Preaching through this Holy Week I have been reflecting on something to which I haven't ever given much thought, but is as obvious as could be: The Body of Christ we offer and receive in the Eucharist is the betrayed Body.
I think it must be divine law that every rectory dining room or refectory in a religious house has to display an image of the Last Supper. Often it is some derivation of Da Vinci's treatment, which is unfortunate. (I agree with one of my great teachers, Charles Merrill Smith, that it is "one of a great painter's dubious efforts.") We have just such a Last Supper in the dining room here. As I have written about before, it was a source of daily amusement for me when I first arrived because of the inscription below the image: Amen dico vobis quia unus vestrum me traditurus est. Of all the beautiful things Our Lord said at the Last Supper--'Love one another as I have loved you,' 'I am the vine, you are the branches,' etc.--someone decided that this was the particular line that the friars needed to hear. So there it was; each day as you were getting your mashed potatoes or whatever: "Amen I say to you that one of you will betray me."

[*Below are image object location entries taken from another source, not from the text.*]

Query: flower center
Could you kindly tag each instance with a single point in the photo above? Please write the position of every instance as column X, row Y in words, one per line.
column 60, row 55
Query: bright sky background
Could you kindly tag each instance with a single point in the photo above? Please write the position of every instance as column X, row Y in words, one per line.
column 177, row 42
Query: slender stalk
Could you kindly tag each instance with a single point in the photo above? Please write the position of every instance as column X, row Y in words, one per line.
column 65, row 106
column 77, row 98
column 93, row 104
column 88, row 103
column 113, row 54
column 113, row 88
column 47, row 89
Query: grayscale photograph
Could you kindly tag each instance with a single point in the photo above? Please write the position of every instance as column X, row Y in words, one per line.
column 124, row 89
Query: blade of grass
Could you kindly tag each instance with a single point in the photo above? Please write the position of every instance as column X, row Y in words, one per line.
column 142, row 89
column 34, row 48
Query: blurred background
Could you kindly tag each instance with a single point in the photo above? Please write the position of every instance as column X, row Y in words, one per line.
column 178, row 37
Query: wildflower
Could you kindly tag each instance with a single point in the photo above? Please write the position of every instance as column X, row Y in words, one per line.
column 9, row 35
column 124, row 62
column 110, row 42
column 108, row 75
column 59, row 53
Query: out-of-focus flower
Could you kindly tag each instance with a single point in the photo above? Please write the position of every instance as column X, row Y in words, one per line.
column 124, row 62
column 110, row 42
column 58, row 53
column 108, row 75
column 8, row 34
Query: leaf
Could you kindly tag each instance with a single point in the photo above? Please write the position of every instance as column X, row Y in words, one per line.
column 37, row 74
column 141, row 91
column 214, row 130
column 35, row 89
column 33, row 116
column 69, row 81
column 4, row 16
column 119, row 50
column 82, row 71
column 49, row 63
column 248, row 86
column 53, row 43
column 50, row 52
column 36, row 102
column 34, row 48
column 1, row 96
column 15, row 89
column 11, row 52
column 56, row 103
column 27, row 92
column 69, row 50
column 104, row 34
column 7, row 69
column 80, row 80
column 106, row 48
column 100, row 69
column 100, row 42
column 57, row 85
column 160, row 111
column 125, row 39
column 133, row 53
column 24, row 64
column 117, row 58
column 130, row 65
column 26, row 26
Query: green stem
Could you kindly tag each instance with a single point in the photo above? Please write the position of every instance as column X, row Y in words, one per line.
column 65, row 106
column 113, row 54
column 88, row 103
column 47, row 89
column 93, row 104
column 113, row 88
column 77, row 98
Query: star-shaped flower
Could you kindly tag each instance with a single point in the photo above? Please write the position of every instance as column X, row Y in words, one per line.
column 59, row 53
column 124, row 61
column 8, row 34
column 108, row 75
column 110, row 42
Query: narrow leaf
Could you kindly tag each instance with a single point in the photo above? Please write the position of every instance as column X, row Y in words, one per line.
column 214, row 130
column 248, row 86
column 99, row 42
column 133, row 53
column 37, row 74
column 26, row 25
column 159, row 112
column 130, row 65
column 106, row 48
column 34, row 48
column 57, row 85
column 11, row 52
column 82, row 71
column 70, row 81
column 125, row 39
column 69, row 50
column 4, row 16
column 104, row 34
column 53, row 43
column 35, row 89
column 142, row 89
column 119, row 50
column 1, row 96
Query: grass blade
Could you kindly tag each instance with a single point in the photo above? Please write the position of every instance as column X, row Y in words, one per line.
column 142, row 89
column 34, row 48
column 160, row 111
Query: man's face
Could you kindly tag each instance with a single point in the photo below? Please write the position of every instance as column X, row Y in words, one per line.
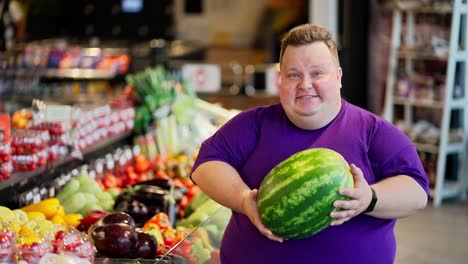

Over time, though, I've gotten over my amusement and come to appreciate it. After all, am I not a betrayer of the Lord? Any of us who have sinned after our baptism have handed over the members of Christ we have become. In our distraction and ingratitude, we have failed to discern the members of the Body of Christ we have become, and, like Judas, have settled for less by handing our Christ-ened selves over to trifles and sins.
This illuminates the overwhelming gentleness and humility of Christ in the Eucharist. Jesus takes his Body 'given up,' the very betrayal itself, and transforms it into nourishment for us, his betrayers.